Mt Kenya coffee farmers are set to receive a windfall driven by improved quality and increased direct sales overseas.
A number of societies and factories in Nyeri County have attributed the impressive rates being announced to the fact that over 80 per cent of coffee produce fetched premium grades.
Many of the cooperatives said good grades, increased direct sales, higher production as well as reduced operational cost have favoured farmers.
Gachatha factory chairman Peter Mathenge said over 1,500 farmers' produce translated into 90 per cent in AA, AB, BB and C grades which are mainly considered for exports.
“For the two years running now, we have managed to pay our farmers over Sh100 per kilo owing to improved quality and new access to the market through direct sales,” said Mathenge.
This year, Mathenge said the factory has announced the highest payment rate in Nyeri at Sh120 compared to last year’s Sh106 earnings totalling Sh90 million from 719,000 kilograms.
Last year, he said production stood at 327,000 kilogrammes which earned the factory about Sh50 million.
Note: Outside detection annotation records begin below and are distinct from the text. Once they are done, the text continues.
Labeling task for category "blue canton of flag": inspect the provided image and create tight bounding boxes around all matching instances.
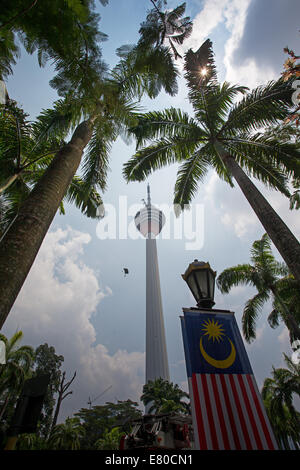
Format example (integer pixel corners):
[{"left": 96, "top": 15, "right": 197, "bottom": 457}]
[{"left": 184, "top": 311, "right": 252, "bottom": 376}]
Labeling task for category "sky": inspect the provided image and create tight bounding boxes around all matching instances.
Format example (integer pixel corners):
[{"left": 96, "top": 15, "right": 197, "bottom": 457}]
[{"left": 3, "top": 0, "right": 300, "bottom": 422}]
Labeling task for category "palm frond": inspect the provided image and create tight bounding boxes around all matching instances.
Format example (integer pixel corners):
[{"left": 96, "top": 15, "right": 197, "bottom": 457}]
[
  {"left": 129, "top": 108, "right": 205, "bottom": 148},
  {"left": 184, "top": 39, "right": 217, "bottom": 92},
  {"left": 64, "top": 175, "right": 103, "bottom": 218},
  {"left": 111, "top": 46, "right": 179, "bottom": 99},
  {"left": 217, "top": 264, "right": 256, "bottom": 294},
  {"left": 221, "top": 79, "right": 293, "bottom": 133},
  {"left": 123, "top": 137, "right": 197, "bottom": 182},
  {"left": 174, "top": 149, "right": 210, "bottom": 208},
  {"left": 81, "top": 123, "right": 111, "bottom": 191},
  {"left": 223, "top": 138, "right": 297, "bottom": 197}
]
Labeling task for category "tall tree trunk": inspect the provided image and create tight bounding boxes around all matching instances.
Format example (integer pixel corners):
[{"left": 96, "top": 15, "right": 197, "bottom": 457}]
[
  {"left": 0, "top": 120, "right": 92, "bottom": 328},
  {"left": 0, "top": 173, "right": 20, "bottom": 194},
  {"left": 219, "top": 147, "right": 300, "bottom": 282}
]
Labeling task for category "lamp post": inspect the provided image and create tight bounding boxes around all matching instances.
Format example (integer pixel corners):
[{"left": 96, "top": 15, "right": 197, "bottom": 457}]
[{"left": 181, "top": 260, "right": 277, "bottom": 450}]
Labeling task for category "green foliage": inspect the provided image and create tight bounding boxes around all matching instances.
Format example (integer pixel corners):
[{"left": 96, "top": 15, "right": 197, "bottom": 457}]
[
  {"left": 95, "top": 427, "right": 124, "bottom": 450},
  {"left": 141, "top": 378, "right": 189, "bottom": 414},
  {"left": 75, "top": 400, "right": 142, "bottom": 449},
  {"left": 262, "top": 354, "right": 300, "bottom": 450},
  {"left": 0, "top": 100, "right": 106, "bottom": 237},
  {"left": 0, "top": 331, "right": 35, "bottom": 438},
  {"left": 138, "top": 1, "right": 192, "bottom": 59},
  {"left": 48, "top": 418, "right": 84, "bottom": 450},
  {"left": 34, "top": 343, "right": 64, "bottom": 438}
]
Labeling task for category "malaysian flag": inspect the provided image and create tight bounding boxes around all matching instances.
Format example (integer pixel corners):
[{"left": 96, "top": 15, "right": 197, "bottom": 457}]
[{"left": 181, "top": 309, "right": 277, "bottom": 450}]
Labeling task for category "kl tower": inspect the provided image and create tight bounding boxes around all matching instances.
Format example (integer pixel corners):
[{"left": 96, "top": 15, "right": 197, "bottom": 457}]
[{"left": 135, "top": 184, "right": 170, "bottom": 383}]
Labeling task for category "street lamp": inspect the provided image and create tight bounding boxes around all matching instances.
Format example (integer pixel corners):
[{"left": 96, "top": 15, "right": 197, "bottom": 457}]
[{"left": 182, "top": 259, "right": 217, "bottom": 309}]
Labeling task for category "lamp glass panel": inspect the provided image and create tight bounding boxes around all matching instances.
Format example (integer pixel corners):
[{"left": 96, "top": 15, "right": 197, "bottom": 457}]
[
  {"left": 187, "top": 273, "right": 199, "bottom": 302},
  {"left": 208, "top": 271, "right": 215, "bottom": 299},
  {"left": 194, "top": 270, "right": 209, "bottom": 299}
]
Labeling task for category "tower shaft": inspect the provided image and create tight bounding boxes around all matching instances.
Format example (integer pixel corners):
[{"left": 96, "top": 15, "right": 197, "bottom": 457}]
[{"left": 146, "top": 238, "right": 170, "bottom": 383}]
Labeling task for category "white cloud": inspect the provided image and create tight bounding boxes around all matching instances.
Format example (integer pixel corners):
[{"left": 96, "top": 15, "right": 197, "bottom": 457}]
[{"left": 4, "top": 228, "right": 144, "bottom": 419}]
The acquisition of more efficient pulping machines helped improve the quality of parchment since they have a little tear on beans besides saving on water and electricity charges.
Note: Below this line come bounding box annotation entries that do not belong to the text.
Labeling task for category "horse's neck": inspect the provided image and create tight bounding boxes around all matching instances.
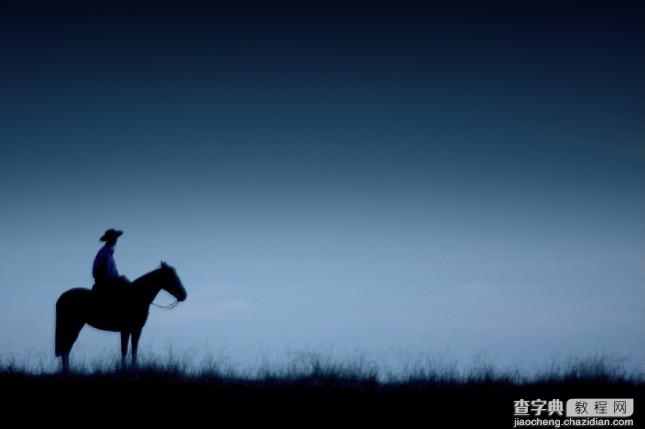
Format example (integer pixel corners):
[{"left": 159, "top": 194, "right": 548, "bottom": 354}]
[{"left": 133, "top": 271, "right": 161, "bottom": 305}]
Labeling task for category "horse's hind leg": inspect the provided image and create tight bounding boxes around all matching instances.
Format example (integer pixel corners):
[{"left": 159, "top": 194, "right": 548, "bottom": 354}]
[
  {"left": 61, "top": 353, "right": 69, "bottom": 374},
  {"left": 56, "top": 320, "right": 85, "bottom": 374},
  {"left": 132, "top": 328, "right": 141, "bottom": 369},
  {"left": 121, "top": 331, "right": 130, "bottom": 370}
]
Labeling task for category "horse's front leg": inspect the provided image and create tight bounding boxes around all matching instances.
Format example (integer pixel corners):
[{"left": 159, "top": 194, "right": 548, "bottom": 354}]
[
  {"left": 132, "top": 328, "right": 141, "bottom": 369},
  {"left": 61, "top": 353, "right": 69, "bottom": 375},
  {"left": 121, "top": 331, "right": 130, "bottom": 370}
]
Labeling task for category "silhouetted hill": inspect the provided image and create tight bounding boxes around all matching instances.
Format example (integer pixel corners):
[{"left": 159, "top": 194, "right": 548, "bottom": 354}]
[{"left": 0, "top": 360, "right": 645, "bottom": 428}]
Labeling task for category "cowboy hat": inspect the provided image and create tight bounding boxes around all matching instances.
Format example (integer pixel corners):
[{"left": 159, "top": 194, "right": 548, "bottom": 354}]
[{"left": 99, "top": 228, "right": 123, "bottom": 241}]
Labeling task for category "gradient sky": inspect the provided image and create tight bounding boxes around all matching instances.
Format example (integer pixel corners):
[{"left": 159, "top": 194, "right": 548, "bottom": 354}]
[{"left": 0, "top": 1, "right": 645, "bottom": 370}]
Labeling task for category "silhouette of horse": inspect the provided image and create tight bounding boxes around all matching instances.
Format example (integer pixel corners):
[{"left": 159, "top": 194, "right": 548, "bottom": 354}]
[{"left": 56, "top": 262, "right": 186, "bottom": 373}]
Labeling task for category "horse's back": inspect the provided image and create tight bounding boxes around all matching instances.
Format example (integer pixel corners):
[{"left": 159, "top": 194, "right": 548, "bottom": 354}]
[{"left": 56, "top": 287, "right": 91, "bottom": 307}]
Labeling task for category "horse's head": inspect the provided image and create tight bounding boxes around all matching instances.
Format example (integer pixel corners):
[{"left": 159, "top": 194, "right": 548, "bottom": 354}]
[{"left": 159, "top": 261, "right": 187, "bottom": 301}]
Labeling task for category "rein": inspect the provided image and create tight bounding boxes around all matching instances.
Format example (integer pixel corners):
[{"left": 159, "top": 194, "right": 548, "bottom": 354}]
[{"left": 150, "top": 300, "right": 179, "bottom": 310}]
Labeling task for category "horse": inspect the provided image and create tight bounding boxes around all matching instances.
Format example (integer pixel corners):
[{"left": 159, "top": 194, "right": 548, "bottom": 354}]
[{"left": 55, "top": 262, "right": 187, "bottom": 373}]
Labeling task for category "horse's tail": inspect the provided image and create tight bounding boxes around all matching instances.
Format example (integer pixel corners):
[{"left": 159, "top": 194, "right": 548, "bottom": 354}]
[
  {"left": 55, "top": 299, "right": 63, "bottom": 356},
  {"left": 54, "top": 289, "right": 89, "bottom": 356}
]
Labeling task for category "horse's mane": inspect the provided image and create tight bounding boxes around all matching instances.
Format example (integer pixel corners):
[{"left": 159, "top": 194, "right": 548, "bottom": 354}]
[{"left": 132, "top": 266, "right": 166, "bottom": 284}]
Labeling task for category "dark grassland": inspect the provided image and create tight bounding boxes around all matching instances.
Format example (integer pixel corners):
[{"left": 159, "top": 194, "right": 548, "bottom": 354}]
[{"left": 0, "top": 358, "right": 645, "bottom": 428}]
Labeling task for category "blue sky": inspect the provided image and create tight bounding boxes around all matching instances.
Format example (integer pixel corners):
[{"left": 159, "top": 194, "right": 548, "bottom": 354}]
[{"left": 0, "top": 2, "right": 645, "bottom": 368}]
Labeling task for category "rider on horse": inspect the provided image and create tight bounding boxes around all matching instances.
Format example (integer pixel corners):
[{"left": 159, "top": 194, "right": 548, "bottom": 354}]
[{"left": 92, "top": 228, "right": 130, "bottom": 292}]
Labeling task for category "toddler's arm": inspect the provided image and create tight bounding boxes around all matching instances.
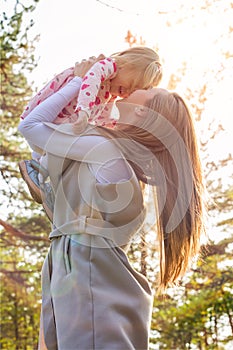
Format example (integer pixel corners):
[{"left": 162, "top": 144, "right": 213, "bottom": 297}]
[{"left": 20, "top": 67, "right": 74, "bottom": 119}]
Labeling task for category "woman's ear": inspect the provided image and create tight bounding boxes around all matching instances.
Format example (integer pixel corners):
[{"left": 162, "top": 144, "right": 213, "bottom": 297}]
[{"left": 135, "top": 106, "right": 148, "bottom": 117}]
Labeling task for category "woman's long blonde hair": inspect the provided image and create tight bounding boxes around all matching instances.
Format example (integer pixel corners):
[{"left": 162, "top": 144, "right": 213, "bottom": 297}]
[
  {"left": 98, "top": 89, "right": 204, "bottom": 289},
  {"left": 111, "top": 46, "right": 162, "bottom": 91}
]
"Farmers are now producing high-quality beans as the machine does not nib or break beans during pulping, guaranteeing good quality that will fetch a premium price in the market," said the chairman.
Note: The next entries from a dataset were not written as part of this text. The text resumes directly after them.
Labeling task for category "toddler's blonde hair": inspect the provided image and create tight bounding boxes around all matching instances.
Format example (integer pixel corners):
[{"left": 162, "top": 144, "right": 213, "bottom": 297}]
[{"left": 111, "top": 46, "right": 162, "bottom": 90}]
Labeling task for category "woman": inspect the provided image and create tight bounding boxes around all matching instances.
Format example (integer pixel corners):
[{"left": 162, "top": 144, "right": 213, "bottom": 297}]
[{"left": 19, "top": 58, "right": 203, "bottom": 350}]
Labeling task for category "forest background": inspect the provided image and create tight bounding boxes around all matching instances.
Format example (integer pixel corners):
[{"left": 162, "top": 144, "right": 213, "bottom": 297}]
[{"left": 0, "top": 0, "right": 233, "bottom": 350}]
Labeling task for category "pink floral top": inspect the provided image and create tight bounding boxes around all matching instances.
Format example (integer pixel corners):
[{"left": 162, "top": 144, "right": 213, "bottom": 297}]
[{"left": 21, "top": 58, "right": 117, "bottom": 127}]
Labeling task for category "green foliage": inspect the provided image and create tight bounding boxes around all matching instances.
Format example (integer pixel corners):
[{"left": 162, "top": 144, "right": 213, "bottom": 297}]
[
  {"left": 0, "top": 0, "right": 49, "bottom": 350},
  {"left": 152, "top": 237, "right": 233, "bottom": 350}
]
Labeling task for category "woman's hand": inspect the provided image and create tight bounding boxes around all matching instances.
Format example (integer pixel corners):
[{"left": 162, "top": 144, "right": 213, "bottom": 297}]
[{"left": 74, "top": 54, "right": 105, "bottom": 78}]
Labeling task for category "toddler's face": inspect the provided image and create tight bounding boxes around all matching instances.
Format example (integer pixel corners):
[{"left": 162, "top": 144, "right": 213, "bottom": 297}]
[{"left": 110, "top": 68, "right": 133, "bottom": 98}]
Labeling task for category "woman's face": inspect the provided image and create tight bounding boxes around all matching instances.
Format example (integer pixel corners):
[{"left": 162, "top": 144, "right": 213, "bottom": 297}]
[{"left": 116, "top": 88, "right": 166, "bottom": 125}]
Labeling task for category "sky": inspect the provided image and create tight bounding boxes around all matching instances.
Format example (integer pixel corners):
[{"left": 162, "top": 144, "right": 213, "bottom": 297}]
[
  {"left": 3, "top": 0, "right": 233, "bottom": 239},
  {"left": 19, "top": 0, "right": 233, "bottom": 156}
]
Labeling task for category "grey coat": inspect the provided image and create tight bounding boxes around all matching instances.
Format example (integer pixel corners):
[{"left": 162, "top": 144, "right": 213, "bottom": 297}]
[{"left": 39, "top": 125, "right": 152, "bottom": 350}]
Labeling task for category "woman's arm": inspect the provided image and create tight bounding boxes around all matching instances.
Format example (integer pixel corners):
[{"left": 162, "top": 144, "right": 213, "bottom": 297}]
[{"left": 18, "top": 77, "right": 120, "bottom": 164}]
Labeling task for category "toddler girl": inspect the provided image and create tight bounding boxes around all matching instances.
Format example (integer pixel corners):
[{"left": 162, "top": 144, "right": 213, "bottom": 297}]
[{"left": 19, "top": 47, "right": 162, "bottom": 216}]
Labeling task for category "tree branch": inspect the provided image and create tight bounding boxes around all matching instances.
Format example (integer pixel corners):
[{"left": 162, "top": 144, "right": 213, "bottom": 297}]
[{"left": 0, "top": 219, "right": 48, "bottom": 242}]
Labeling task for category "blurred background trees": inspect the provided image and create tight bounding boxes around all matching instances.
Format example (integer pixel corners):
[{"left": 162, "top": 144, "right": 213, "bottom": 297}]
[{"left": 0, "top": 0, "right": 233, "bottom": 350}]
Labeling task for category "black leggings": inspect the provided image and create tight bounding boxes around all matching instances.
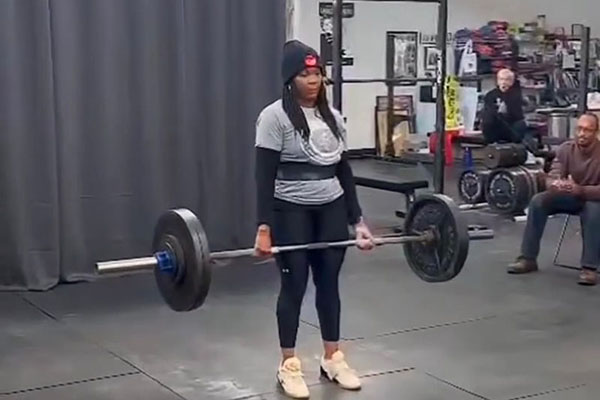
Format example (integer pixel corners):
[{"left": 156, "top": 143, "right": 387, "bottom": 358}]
[{"left": 273, "top": 197, "right": 349, "bottom": 348}]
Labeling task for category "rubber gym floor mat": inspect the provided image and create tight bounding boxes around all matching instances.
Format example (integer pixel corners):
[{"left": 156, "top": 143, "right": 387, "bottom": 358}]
[
  {"left": 248, "top": 370, "right": 482, "bottom": 400},
  {"left": 21, "top": 277, "right": 407, "bottom": 399},
  {"left": 360, "top": 304, "right": 600, "bottom": 400},
  {"left": 0, "top": 293, "right": 133, "bottom": 395},
  {"left": 6, "top": 373, "right": 183, "bottom": 400}
]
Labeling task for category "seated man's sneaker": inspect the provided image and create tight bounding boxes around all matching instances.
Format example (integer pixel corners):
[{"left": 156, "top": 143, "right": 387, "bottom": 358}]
[
  {"left": 321, "top": 350, "right": 360, "bottom": 390},
  {"left": 577, "top": 268, "right": 598, "bottom": 286},
  {"left": 277, "top": 357, "right": 310, "bottom": 399},
  {"left": 507, "top": 257, "right": 538, "bottom": 274}
]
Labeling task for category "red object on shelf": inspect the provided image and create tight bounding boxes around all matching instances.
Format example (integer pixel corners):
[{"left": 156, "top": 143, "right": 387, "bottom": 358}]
[{"left": 429, "top": 130, "right": 460, "bottom": 165}]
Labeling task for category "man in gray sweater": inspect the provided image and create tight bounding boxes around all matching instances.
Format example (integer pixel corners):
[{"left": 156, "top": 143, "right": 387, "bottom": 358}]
[{"left": 508, "top": 114, "right": 600, "bottom": 286}]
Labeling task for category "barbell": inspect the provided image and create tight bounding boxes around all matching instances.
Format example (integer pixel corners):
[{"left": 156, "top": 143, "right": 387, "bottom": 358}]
[{"left": 96, "top": 194, "right": 478, "bottom": 312}]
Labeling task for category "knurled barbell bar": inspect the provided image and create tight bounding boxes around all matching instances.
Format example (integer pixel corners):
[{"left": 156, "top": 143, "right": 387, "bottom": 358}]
[{"left": 96, "top": 194, "right": 476, "bottom": 311}]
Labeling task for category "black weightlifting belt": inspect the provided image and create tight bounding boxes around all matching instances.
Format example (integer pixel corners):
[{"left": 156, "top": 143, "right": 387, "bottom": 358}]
[{"left": 277, "top": 162, "right": 336, "bottom": 181}]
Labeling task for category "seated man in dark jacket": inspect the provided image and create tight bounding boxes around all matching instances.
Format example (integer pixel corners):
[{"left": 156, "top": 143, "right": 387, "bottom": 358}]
[
  {"left": 508, "top": 114, "right": 600, "bottom": 285},
  {"left": 482, "top": 69, "right": 527, "bottom": 144}
]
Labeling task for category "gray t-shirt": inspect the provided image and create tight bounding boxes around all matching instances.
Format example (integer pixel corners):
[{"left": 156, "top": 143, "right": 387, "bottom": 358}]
[{"left": 256, "top": 100, "right": 346, "bottom": 205}]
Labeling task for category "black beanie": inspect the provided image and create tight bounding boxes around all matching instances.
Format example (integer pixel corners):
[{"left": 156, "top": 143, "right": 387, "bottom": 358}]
[{"left": 281, "top": 40, "right": 323, "bottom": 85}]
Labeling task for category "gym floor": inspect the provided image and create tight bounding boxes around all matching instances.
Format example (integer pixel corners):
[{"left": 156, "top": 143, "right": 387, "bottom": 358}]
[{"left": 0, "top": 160, "right": 600, "bottom": 400}]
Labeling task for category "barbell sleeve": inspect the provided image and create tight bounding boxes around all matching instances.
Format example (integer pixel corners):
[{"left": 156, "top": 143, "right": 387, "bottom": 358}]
[{"left": 96, "top": 256, "right": 158, "bottom": 275}]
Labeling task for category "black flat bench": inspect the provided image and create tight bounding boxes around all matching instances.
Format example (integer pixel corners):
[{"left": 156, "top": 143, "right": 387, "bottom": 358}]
[{"left": 354, "top": 176, "right": 429, "bottom": 218}]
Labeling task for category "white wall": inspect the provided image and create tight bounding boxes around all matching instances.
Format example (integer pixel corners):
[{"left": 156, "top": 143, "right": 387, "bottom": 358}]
[{"left": 293, "top": 0, "right": 600, "bottom": 149}]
He further attributed the favourable rates to increased direct sales overseas which he noted accounted for over 90 per cent. Only 10 per cent of the group coffee was sold through the auction.
The same was replicated in the Kiandu factory where over 1,200 farmers secured 85 per cent premium grades, with only 10 per cent of coffee being sold through the auction. Eighty per cent was sold through direct sales.
Factory chairman Kariuki Mundia pointed out that production also went up due to favourable weather conditions that saw the factory produce 609,669 kilos for the 2020/2021 season against 329,671 kilos in the last season.
Earnings from the produce, he noted, had also gone up from Sh30 million in the same period to Sh66 million.
“Production of coffee has also gone up tremendously as more and more farmers and young people are getting attracted to coffee farming,” Mundia explained.
A number of other societies have announced rates of over Sh100. They include Thiriku which paid Sh110 up from Sh100 last season.
Factory chairman Karoki Waiganjo said production also shot up from 170,000 kg in 2020/21 to 305,000 earning a total of Sh39 million down from Sh20 million.
He said the factory produce was being sold directly to Trabocca BV from the Netherlands under a five-year agreement with a Sh100 per kilo minimum guarantee.
“Increased volumes and grades have worked in our favour hence impressive returns for farmers,” Waiganjo observed.
Baricho farmers in Mathira chairman John Gitinga said the society paid an average of Sh105 to 7,000 members, earning almost half a billion shilling.
Kamau Kuria, the managing director of Coffee Management Service (CMS), said the global demand for the produce now stands at 172 million bags against production of 158 million bags.
“Coffee production in the world has a shortfall of 14 million bags as demand in the global market is on the rise," Kuria told The Standard.
This, Kuria noted, has led to an increase in prices for the second most traded commodity in the world.
Kuria noted that the international market is facing a severe shortage of quality Arabica coffee following drought and frostbite in Brazil, the main supplier.
“As a country, we expect good returns for farmers since our main competitor Brazil experienced drought and frost, so Kenyan farmers will reap from a bumper harvest and good quality coffee production," said Kuria.
He, however, said local production was still low at 28,000 metric tonnes, below the capacity of 128 tonnes.
"As a coffee marketing firm, we need to improve production which currently stands at 2-20kg per bush to improve on our tonnage,” said Kuria.